Build an Interactive PySpark Notebook for Data Analytics - E-MapReduce

EMR Serverless Spark supports interactive development through notebooks. This guide walks you through creating a notebook, loading sample data, running PySpark code, visualizing results, and publishing your first notebook.

Prerequisites

Before you begin, ensure that you have:

An Alibaba Cloud account — see Alibaba Cloud account registrationAlibaba Cloud account registration
The required roles granted to your account — see Grant roles to an Alibaba Cloud account
A workspace created — see Create a workspace
A notebook session instance running — see Manage notebook sessions

Step 1: Prepare a test file

Download employee.csv to use in this guide. The file contains employee names, departments, and salaries.

Step 2: Upload the test file to OSS

Notebooks in EMR Serverless Spark read data from Object Storage Service (OSS). Upload employee.csv to an OSS bucket so the notebook can access it. See Upload files for instructions.

Note the OSS path of the uploaded file — you will use it in the next step.

Step 3: Create and run a notebook

Create a notebook

On the EMR Serverless Spark page, click Development in the left navigation pane.
On the Development tab, click the icon.
In the dialog box, enter a name, select Interactive Analytic > Notebook as the type, and then click OK.

Attach a notebook session

In the upper-right corner, select a running notebook session instance from the drop-down list.

Multiple notebooks can share a single notebook session instance, so you can access the same session resources from multiple notebooks simultaneously without creating a new session for each one.
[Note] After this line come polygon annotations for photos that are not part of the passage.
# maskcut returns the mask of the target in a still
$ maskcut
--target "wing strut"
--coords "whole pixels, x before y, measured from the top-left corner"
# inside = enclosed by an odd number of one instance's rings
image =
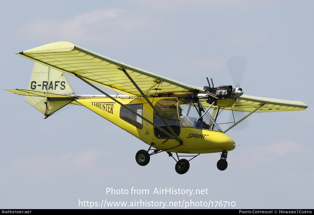
[[[240,122],[241,122],[244,120],[248,116],[249,116],[250,115],[251,115],[251,114],[252,114],[253,113],[254,113],[254,112],[255,112],[257,110],[258,110],[260,108],[261,108],[262,107],[263,107],[263,106],[264,105],[265,105],[265,104],[262,104],[261,105],[260,105],[259,106],[258,106],[258,107],[257,107],[255,110],[252,110],[252,111],[251,111],[249,113],[249,114],[247,115],[246,115],[245,116],[244,116],[244,117],[243,117],[243,118],[242,118],[242,119],[241,119],[241,120],[239,120],[239,121],[238,121],[237,122],[236,122],[236,123],[235,123],[234,124],[232,125],[231,126],[230,126],[230,127],[229,127],[229,128],[227,128],[226,130],[224,132],[224,133],[225,133],[227,132],[228,131],[229,131],[229,130],[230,130],[230,129],[231,129],[231,128],[233,128],[235,126],[236,126]]]
[[[146,95],[144,94],[143,91],[142,91],[141,89],[138,87],[138,85],[136,84],[136,83],[135,83],[135,82],[134,81],[134,80],[130,76],[130,75],[129,75],[125,69],[123,67],[122,67],[121,69],[119,69],[122,70],[123,71],[123,72],[124,73],[124,74],[125,74],[125,75],[127,76],[127,77],[130,80],[130,81],[131,81],[131,82],[132,82],[133,84],[133,85],[134,85],[134,86],[136,88],[136,89],[138,90],[138,92],[139,92],[141,94],[142,94],[143,98],[145,99],[146,101],[147,102],[147,103],[149,104],[149,105],[150,105],[150,106],[152,108],[153,108],[153,110],[154,110],[156,114],[159,117],[159,118],[160,118],[161,120],[163,122],[165,123],[165,124],[167,126],[167,127],[168,128],[168,129],[169,129],[169,131],[170,131],[171,132],[171,133],[172,134],[172,135],[175,137],[174,139],[180,142],[180,143],[181,143],[181,140],[180,139],[179,137],[178,137],[178,135],[176,135],[176,132],[174,132],[174,131],[171,128],[171,127],[170,127],[170,126],[169,125],[168,123],[167,123],[167,122],[166,122],[166,121],[165,120],[165,119],[164,119],[164,117],[162,117],[161,114],[159,113],[159,112],[158,111],[157,109],[156,109],[155,107],[154,106],[154,105],[153,105],[153,104],[152,104],[152,103],[150,102],[150,101],[148,99],[148,98],[147,98],[147,96],[146,96]]]
[[[154,124],[153,122],[152,122],[150,121],[149,121],[149,120],[147,119],[146,119],[145,117],[144,117],[143,116],[141,116],[141,115],[140,115],[137,112],[136,112],[134,111],[133,110],[132,110],[132,109],[131,109],[131,108],[129,108],[128,107],[128,106],[125,105],[123,104],[122,104],[122,103],[121,103],[121,102],[120,102],[120,101],[118,101],[118,100],[117,100],[116,99],[115,99],[112,96],[111,96],[110,95],[109,95],[109,94],[108,94],[105,93],[105,92],[104,92],[102,90],[100,89],[99,88],[98,88],[98,87],[97,87],[96,86],[94,86],[93,84],[92,84],[91,83],[89,83],[89,82],[87,81],[86,81],[84,78],[82,78],[82,77],[80,77],[80,76],[79,76],[79,75],[78,75],[77,74],[75,74],[75,76],[76,76],[78,78],[79,78],[81,80],[83,81],[84,81],[84,82],[87,83],[89,85],[90,85],[90,86],[91,86],[92,87],[94,88],[95,88],[95,89],[97,89],[97,90],[98,90],[98,91],[99,91],[99,92],[100,92],[101,93],[102,93],[103,94],[104,94],[104,95],[107,96],[108,98],[109,98],[110,99],[112,99],[115,102],[116,102],[119,105],[121,105],[122,106],[122,107],[124,107],[125,108],[126,108],[126,109],[127,109],[128,110],[129,110],[130,111],[131,111],[132,113],[133,113],[134,114],[135,114],[136,116],[138,116],[139,117],[141,117],[141,118],[142,118],[142,119],[143,119],[143,120],[145,120],[145,121],[146,121],[146,122],[147,122],[148,123],[149,123],[150,124],[151,124],[151,125],[152,125],[154,127],[155,127],[157,129],[158,129],[158,130],[160,130],[161,132],[163,132],[165,134],[167,135],[168,135],[168,136],[169,136],[171,138],[173,138],[174,139],[176,139],[176,137],[174,137],[174,136],[173,136],[173,135],[171,135],[169,133],[168,133],[168,132],[166,132],[165,131],[164,129],[162,129],[162,128],[160,128],[160,127],[158,126],[157,125],[155,125],[155,124]],[[180,139],[179,138],[179,137],[178,137],[178,138],[180,140]],[[179,141],[179,142],[180,142],[180,143],[181,143],[181,142],[180,141]]]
To create a new session instead, select Create Notebook Session from the drop-down list. For details, see Manage notebook sessions.

Run a PySpark job

The following code reads the CSV file from OSS, displays the first five rows, and calculates the total salary per department.

Copy the following code into the Python cell of the notebook. Replace oss://path/to/file with the OSS path of the file you uploaded in Step 2.

# Read the CSV file from OSS
df = spark.read.option("delimiter", ",").option("header", True).csv("oss://path/to/file")
# Display the first five rows
df.show(5)
# Calculate total salary by department
sum_salary_per_department = df.groupBy("department").agg({"salary": "sum"}).show()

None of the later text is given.